Valve is telling New York to back off its lootbox lawsuit or watch free speech take a direct hit.

The company dropped a 42-page motion to dismiss this week, arguing that Steam's "mystery boxes" in Counter-Strike 2 and similar titles aren't gambling under state law because players spend virtual currency for one known skin from disclosed odds with no real stake or risk of loss. Valve's lawyers hammer the point: skins have no cash-out value on the official marketplace, trades face a seven-day hold, and any third-party resale doesn't make Valve liable. They warn that criminalizing the mechanic would chill game design across the industry, likening it to protected expression like baseball card packs and citing precedents where courts shielded monetization tactics as core video game content.

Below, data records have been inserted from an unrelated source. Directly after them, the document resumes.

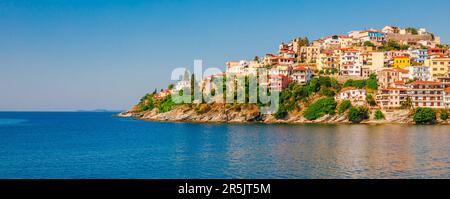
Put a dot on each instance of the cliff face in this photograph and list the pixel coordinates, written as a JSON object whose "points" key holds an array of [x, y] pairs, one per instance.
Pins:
{"points": [[220, 113]]}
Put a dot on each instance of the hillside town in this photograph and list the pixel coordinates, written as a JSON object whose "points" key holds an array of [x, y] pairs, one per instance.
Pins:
{"points": [[408, 63], [409, 66]]}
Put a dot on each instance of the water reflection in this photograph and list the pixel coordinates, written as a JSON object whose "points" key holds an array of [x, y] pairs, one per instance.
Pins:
{"points": [[343, 151]]}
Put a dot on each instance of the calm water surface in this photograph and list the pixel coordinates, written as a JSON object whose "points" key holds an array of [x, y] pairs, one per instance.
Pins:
{"points": [[96, 145]]}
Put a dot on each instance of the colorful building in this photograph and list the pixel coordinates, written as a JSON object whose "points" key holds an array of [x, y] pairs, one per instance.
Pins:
{"points": [[426, 94], [391, 97], [401, 62], [301, 74], [439, 66]]}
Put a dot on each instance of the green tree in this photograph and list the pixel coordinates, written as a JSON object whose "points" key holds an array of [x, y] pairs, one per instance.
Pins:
{"points": [[344, 106], [406, 104], [372, 82], [444, 115], [166, 105], [379, 115], [358, 114], [424, 116], [368, 43], [412, 31], [320, 108], [370, 100]]}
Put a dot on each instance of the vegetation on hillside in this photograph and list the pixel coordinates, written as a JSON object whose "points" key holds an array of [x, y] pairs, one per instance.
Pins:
{"points": [[344, 106], [379, 115], [424, 116], [358, 114], [320, 108], [444, 115]]}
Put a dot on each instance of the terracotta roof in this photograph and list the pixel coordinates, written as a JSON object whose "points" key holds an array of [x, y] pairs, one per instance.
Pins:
{"points": [[350, 50], [349, 88], [301, 68], [402, 70], [279, 75], [424, 82], [401, 57], [393, 88]]}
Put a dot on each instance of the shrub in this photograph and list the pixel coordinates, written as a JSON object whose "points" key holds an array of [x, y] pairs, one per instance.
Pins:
{"points": [[281, 113], [327, 92], [320, 108], [370, 100], [344, 106], [379, 115], [358, 114], [166, 105], [372, 82], [424, 116], [444, 115]]}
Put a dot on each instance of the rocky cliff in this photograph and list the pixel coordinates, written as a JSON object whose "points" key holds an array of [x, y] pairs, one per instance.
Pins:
{"points": [[222, 113]]}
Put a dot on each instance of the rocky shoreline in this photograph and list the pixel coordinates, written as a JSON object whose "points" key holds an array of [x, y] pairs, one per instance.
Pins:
{"points": [[250, 114]]}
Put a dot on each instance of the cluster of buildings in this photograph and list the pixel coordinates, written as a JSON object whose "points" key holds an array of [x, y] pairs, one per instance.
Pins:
{"points": [[416, 68]]}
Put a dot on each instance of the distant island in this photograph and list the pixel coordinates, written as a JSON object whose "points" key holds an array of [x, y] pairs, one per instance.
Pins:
{"points": [[373, 76]]}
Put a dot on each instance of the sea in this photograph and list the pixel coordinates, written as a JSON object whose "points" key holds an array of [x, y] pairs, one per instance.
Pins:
{"points": [[96, 145]]}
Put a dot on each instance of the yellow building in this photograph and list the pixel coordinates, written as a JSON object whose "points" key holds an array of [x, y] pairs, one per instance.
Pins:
{"points": [[401, 62], [439, 66]]}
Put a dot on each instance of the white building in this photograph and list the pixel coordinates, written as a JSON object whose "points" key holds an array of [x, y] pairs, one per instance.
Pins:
{"points": [[237, 68], [301, 74], [419, 73], [447, 98], [350, 62], [280, 69], [180, 85], [355, 95]]}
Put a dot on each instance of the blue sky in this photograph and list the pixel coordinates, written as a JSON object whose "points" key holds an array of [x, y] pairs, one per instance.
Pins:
{"points": [[62, 55]]}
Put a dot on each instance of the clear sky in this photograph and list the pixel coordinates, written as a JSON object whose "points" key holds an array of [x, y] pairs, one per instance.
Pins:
{"points": [[87, 54]]}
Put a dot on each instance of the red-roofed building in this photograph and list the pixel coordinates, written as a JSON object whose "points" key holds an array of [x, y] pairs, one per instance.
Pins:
{"points": [[355, 95], [386, 77], [426, 94], [301, 74], [275, 59], [278, 82], [447, 98], [350, 62], [391, 97]]}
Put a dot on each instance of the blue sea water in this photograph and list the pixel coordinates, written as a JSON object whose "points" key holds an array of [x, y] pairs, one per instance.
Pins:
{"points": [[97, 145]]}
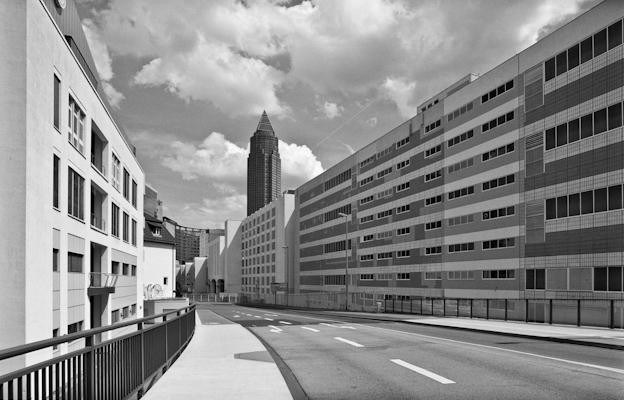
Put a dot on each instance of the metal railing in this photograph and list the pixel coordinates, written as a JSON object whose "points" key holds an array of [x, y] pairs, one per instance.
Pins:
{"points": [[102, 279], [119, 368]]}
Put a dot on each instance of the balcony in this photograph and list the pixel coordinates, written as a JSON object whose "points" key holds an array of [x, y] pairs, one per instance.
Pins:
{"points": [[101, 283]]}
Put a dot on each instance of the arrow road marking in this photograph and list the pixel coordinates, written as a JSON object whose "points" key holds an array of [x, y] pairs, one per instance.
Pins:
{"points": [[354, 344], [423, 371]]}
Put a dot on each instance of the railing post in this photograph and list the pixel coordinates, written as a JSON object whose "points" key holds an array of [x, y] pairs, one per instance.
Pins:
{"points": [[578, 312], [89, 370], [611, 314]]}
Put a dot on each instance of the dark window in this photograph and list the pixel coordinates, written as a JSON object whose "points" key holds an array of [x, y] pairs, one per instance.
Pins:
{"points": [[574, 130], [562, 134], [57, 102], [550, 138], [615, 197], [587, 127], [549, 68], [600, 42], [562, 206], [587, 202], [562, 64], [615, 116], [74, 262], [573, 56], [600, 121], [586, 50], [551, 209], [530, 279], [55, 181], [600, 200], [615, 279], [615, 34], [540, 279], [574, 204], [600, 278], [55, 260]]}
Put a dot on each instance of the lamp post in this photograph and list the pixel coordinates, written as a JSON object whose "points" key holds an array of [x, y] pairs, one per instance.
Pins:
{"points": [[346, 217]]}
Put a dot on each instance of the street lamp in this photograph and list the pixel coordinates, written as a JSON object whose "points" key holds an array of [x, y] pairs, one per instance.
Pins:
{"points": [[346, 217]]}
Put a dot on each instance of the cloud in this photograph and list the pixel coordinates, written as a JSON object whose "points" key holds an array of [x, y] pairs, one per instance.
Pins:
{"points": [[225, 163], [103, 61], [330, 110]]}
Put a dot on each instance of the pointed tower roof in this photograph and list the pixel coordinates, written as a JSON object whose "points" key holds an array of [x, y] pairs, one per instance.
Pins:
{"points": [[264, 126]]}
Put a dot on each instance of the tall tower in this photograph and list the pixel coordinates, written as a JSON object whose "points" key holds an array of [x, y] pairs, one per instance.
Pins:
{"points": [[264, 169]]}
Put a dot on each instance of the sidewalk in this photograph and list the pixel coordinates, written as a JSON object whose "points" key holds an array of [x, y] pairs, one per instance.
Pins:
{"points": [[597, 337], [222, 361]]}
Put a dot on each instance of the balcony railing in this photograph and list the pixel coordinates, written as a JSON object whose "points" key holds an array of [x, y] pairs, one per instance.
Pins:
{"points": [[98, 222], [102, 280], [119, 368]]}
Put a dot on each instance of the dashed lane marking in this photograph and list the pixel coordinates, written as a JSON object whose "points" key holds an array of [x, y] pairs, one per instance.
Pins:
{"points": [[347, 341], [423, 372]]}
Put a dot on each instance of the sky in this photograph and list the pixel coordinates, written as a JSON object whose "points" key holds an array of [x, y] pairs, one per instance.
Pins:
{"points": [[189, 79]]}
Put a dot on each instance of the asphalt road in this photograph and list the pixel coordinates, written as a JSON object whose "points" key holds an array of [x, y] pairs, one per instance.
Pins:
{"points": [[326, 356]]}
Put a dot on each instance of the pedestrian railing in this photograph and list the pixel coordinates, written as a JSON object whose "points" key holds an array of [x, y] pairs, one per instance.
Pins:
{"points": [[120, 368]]}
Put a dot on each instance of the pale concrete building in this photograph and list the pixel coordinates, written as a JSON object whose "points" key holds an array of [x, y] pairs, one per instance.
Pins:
{"points": [[72, 193]]}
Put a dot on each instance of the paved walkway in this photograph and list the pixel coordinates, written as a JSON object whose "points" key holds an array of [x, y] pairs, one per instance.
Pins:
{"points": [[600, 337], [223, 361]]}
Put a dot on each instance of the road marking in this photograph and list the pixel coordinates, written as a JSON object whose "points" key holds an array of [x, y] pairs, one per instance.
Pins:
{"points": [[275, 329], [616, 370], [423, 371], [354, 344]]}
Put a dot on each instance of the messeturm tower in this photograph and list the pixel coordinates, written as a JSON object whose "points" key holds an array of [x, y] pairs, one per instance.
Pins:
{"points": [[264, 170]]}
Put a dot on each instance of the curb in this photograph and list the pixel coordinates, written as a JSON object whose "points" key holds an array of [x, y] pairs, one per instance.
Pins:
{"points": [[461, 328]]}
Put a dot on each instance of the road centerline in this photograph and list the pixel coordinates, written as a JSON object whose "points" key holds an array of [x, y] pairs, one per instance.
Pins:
{"points": [[422, 371], [347, 341]]}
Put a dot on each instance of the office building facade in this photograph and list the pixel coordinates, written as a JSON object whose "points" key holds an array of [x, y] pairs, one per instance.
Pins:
{"points": [[72, 193], [507, 185], [267, 247], [264, 171]]}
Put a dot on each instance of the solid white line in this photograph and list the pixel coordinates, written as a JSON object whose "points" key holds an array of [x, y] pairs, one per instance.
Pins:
{"points": [[423, 371], [349, 342], [616, 370]]}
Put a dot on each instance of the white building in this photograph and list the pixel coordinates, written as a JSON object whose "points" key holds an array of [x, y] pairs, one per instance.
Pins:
{"points": [[72, 193], [267, 246]]}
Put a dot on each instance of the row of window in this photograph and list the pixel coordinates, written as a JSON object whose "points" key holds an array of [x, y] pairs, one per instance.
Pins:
{"points": [[587, 202], [460, 111], [503, 119], [588, 125], [584, 51], [497, 92]]}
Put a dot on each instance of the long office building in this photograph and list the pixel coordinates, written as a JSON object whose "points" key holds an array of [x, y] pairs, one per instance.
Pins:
{"points": [[505, 185], [72, 193]]}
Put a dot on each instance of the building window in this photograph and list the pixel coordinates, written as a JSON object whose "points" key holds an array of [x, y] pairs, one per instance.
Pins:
{"points": [[126, 188], [74, 262], [57, 102], [56, 181], [76, 125], [125, 227], [116, 172], [75, 194], [114, 220], [133, 236], [134, 193], [55, 259]]}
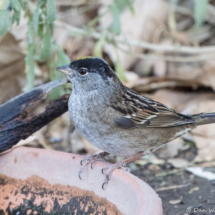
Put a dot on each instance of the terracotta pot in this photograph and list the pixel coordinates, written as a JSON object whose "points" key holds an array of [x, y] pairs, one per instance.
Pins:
{"points": [[37, 180]]}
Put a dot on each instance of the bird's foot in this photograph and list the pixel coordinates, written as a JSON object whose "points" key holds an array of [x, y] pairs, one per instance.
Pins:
{"points": [[108, 169], [91, 159]]}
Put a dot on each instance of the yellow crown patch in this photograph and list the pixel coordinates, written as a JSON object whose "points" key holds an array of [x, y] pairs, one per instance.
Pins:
{"points": [[85, 57]]}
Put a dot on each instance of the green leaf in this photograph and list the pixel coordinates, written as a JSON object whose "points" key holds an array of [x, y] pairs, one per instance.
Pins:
{"points": [[99, 45], [120, 70], [36, 18], [16, 5], [30, 58], [129, 3], [200, 12], [46, 44], [4, 4], [51, 11], [5, 21], [116, 19]]}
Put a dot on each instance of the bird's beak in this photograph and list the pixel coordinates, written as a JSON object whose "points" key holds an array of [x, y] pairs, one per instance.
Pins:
{"points": [[64, 69]]}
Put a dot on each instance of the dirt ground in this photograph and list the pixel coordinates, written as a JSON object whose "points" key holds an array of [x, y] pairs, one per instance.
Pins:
{"points": [[183, 193]]}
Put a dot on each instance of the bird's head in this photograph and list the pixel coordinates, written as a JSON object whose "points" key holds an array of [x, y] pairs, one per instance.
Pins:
{"points": [[89, 73]]}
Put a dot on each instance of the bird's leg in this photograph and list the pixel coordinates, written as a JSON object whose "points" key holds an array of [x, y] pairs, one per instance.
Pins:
{"points": [[121, 164], [91, 159]]}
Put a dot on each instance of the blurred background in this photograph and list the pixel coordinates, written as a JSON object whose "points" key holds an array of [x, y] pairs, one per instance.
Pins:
{"points": [[164, 49]]}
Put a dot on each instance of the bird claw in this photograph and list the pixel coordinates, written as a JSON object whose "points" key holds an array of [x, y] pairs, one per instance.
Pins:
{"points": [[107, 170], [90, 159]]}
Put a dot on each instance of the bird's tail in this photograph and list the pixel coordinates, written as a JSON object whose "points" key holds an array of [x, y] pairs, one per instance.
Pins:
{"points": [[204, 118]]}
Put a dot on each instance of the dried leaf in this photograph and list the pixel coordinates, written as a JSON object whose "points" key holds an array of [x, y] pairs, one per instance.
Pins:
{"points": [[5, 21], [116, 19], [200, 11]]}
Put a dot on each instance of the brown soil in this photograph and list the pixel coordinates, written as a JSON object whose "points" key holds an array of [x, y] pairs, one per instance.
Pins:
{"points": [[36, 196]]}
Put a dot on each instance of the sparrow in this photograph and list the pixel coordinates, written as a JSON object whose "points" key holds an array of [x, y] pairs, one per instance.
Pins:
{"points": [[118, 120]]}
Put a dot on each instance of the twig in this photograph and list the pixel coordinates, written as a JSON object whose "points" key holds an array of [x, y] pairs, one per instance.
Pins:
{"points": [[145, 45]]}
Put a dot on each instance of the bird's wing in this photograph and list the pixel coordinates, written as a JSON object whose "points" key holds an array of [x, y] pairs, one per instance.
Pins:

New York Attorney General Letitia James sued Valve in February claiming the boxes violate gambling laws by letting users chase rare items worth real money, with the complaint targeting Counter-Strike 2, Dota 2, and Team Fortress 2 specifically. Valve's filing counters that the AG oversteps by trying to enforce constitutional gambling bans without legislative backing and that the suit muddies the line between virtual cosmetics and actual wagering. A parallel class action in Washington seeks billions in refunds from the same systems, showing the legal pressure Valve faces on multiple fronts.

This isn't just about one case—it's a direct pushback against regulators redefining how games monetize player choice. If the memo lands, it keeps the status quo; if not, studios everywhere get a roadmap for tighter odds disclosure or regional carve-outs. The receipts are in the filing, and Valve isn't hedging.